Who is the Owner and Who is the Beneficiary?
The account custodian retains control of the funds until the child reaches the age of majority (usually 18 or 21) at which point control is automatically passed to the child-owner.
Does UGMA/UTMA have Contribution Limits?
There is no annual contribution limits. However, gifts of more than $14,000 from an individual may result in gift tax reporting requirements to the donor.
How to Use UGMA/UTMA Funds?
The custodian of an UTMA/UGMA account may only withdraw funds from the account for a use that directly provides a benefit for the child-beneficiary. The custodian may not transfer assets from an UTMA/UGMA account to an account of any kind owned by the custodian (or any person other than the child-owner). The child-owner of the account may not “authorize” the custodian to transfer assets to any account owned by any person.
Important: Account is not revocable or transferable; the custodian may not transfer funds between family members, or reclaim the funds as their own.
What are the Investment Choices?
The investments are directed by custodian until age of majority, and by owner/beneficiary thereafter.
Is there any Impact on Financial Aid?
Since the UTMA/UGMA account is the owner/beneficiary’s property, it will be treated as a student's asset in financial aid formulas. Capital gains, interest, and dividends reported on the student’s tax return may be considered student income by the financial aid formulas.
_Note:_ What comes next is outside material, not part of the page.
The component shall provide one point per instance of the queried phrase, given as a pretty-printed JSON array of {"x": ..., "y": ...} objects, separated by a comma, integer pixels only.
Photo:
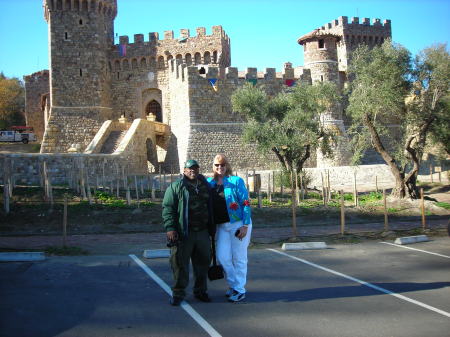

Some private colleges will treat all “family” assets as parent assets. At colleges that choose this treatment, the UTMA/UGMA account is assessed at the same rate that parent assets are assessed.
What if Funds are Not Used for College Education?
Custodian or beneficiary may use the funds for any purpose without penalty or special tax consequence, as long as the use directly benefits the beneficiary.
What else should I know about UGMA/UTMA?
There is a loophole in the treatment of UTMA/UGMA assets that may allow some families to reduce their impact on financial aid - Assets in 529 Savings Plans, Prepaid Tuition Plans, and Coverdell ESAs that were funded by UTMA/UGMAs are treated more favorably than other student owned assets when schools calculate federal EFCs.
This means that just before filing the financial aid applications, UTMA/UGMA custodians can liquidate the assets in a UTMA/UGMA, use the cash generated to fund a 529 Savings Plan (which must have the child as the participant and the beneficiary and must be registered as an UTMA/UGMA as well as a 529 Savings Plan), and thereby reduce the assessment rate in the federal financial aid formula from 20% to 3-6%. This procedure may result in a capital gains tax obligation, and does impose additional restrictions on the funds that would not have existed prior to the investment in the 529 Savings Plan.
NOTE: Since 529 Savings Plans can only be funded with cash, any investments that are held in the UTMA/UGMA accounts would have to be sold, and a capital gain realized. If the child is in college, or is not yet 19 when this sale occurs, some of the gain might be taxable at the parents’ tax rate.